= Shuimen Air Base =

Military air base in China

Shuimen Air Base (Simplified Chinese: 水门空军基地) is an air base under construction in China. The air base is built on a hilltop along the coast in Shuimen Township, Fujian Province and construction is nearly completed. First satellite images of the airbase occurred in 2009, with intelligence sources saying China had cleared a swathe of more than 2 km at an altitude of 364m to make way for the airbase.

As of 2012, satellite imagery of the area showed J-10 multirole combat aircraft from the People's Liberation Army Air Force (PLAAF) deployed at the base, with Russian-made Sukhoi Su-30 fighters and unmanned aerial vehicles (UAV) being gradually introduced.

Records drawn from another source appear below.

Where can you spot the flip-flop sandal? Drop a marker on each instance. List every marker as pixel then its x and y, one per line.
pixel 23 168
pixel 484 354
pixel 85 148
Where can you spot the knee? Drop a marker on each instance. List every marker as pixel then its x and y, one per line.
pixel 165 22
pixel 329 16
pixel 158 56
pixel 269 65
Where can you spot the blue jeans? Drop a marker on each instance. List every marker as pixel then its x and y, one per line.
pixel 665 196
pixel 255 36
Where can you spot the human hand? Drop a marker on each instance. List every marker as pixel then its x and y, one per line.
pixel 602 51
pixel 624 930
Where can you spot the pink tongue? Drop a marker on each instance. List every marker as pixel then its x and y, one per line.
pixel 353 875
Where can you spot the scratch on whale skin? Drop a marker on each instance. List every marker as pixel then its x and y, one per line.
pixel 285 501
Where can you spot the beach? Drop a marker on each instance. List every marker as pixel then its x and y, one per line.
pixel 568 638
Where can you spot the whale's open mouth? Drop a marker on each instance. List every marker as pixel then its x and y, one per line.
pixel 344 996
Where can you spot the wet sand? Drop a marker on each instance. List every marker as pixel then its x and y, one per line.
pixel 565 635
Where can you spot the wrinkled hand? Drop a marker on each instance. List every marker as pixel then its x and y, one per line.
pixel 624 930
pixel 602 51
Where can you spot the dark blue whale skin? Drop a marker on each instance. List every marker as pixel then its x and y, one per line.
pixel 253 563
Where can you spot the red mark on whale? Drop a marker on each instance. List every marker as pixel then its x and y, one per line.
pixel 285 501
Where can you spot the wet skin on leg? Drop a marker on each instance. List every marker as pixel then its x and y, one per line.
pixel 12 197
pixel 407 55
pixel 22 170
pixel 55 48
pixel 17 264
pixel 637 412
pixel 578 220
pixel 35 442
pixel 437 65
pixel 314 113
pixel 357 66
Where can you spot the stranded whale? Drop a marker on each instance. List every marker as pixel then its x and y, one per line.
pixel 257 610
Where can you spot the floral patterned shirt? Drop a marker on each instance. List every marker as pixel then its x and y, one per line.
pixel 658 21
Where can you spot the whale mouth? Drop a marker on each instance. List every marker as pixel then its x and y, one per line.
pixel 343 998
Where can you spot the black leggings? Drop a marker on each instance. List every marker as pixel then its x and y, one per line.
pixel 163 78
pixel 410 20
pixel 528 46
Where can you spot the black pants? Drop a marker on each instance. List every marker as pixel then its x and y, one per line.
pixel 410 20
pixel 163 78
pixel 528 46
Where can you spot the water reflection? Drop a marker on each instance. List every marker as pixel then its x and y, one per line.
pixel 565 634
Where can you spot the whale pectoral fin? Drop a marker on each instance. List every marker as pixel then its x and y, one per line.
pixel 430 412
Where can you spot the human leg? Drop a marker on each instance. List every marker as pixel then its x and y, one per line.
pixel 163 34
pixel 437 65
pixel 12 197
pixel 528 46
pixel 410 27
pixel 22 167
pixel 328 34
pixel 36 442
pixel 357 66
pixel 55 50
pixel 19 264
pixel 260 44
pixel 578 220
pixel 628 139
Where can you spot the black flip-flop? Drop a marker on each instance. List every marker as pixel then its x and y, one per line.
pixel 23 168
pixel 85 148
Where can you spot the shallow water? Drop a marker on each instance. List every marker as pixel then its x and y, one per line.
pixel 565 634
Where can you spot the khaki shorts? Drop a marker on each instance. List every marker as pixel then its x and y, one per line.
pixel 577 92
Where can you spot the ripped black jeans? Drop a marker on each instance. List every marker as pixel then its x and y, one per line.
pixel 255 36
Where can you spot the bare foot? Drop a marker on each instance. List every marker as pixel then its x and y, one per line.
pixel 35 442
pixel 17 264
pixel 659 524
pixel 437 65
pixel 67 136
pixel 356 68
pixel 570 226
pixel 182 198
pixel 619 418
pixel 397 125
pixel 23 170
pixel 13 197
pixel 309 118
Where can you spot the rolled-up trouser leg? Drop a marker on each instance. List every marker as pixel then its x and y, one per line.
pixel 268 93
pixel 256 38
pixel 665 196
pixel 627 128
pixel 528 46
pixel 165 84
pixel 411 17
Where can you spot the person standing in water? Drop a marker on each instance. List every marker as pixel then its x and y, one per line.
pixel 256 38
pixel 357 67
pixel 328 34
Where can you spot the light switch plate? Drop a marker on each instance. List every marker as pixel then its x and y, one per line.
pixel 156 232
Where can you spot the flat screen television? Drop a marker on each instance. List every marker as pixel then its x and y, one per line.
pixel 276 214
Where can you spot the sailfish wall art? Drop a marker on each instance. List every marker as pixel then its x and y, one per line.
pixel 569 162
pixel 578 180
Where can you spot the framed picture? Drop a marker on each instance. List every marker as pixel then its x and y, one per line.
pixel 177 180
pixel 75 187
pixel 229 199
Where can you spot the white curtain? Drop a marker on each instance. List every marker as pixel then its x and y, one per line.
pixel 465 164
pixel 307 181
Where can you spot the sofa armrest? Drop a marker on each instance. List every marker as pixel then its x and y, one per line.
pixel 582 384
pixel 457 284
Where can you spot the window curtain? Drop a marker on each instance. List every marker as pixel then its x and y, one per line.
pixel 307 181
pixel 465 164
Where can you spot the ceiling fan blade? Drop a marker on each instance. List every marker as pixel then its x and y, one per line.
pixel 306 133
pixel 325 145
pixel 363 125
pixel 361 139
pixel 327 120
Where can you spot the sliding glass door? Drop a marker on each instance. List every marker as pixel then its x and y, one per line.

S-300 long-range surface-to-air missile (SAM) batteries have also been spotted at the base. These may be part of the two battalions, or eight batteries, of more advanced S-300PMU1 systems ordered from Russia in 2001 that included 32 transporter erector launchers (TEL) and a total of 198 missiles. The missile batteries could also be HQ-9s, a Chinese derivative of the S-300. The base is located 246 km from Taipei and 380 km from the Senkaku Islands controlled by Japan but also claimed by China and Taiwan.
The air base will help improve China's response in case of military conflicts with Taiwan and Japan on East China Sea.